On August 21, 2007, the State and San Bernardino County finalized a settlement under which the County would amend the General Plan and prepare a GHG Reduction Plan. In the GHG Reduction Plan, the County must:
- Identify all known, or reasonably known, sources of GHG emissions;
- Estimate 1990 GHG emission levels;
- Inventory current GHG emission levels;
- Estimate GHG emissions in 2020 attributable to the County’s discretionary land use decisions and internal government operations; and
- Establish targets and identify mitigation measures for reducing GHG emissions attributable to the County’s discretionary land use decisions and internal government operations.

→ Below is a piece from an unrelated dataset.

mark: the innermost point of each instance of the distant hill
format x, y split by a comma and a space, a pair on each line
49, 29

The County has thirty months to prepare the GHG Reduction Plan and associated environmental review under CEQA. California agreed to help raise $500,000 in federal or state funds to help the County implement the GHG Reduction Plan.
At a press conference announcing the settlement, Attorney General Brown stated that “San Bernardino now sets the pace for how local government can adopt powerful measures to combat oil dependency and climate disruption.” “This landmark agreement establishes one of the first greenhouse gas reduction plans in California,” Brown said. “It is a model that I encourage other cities and counties to adopt.”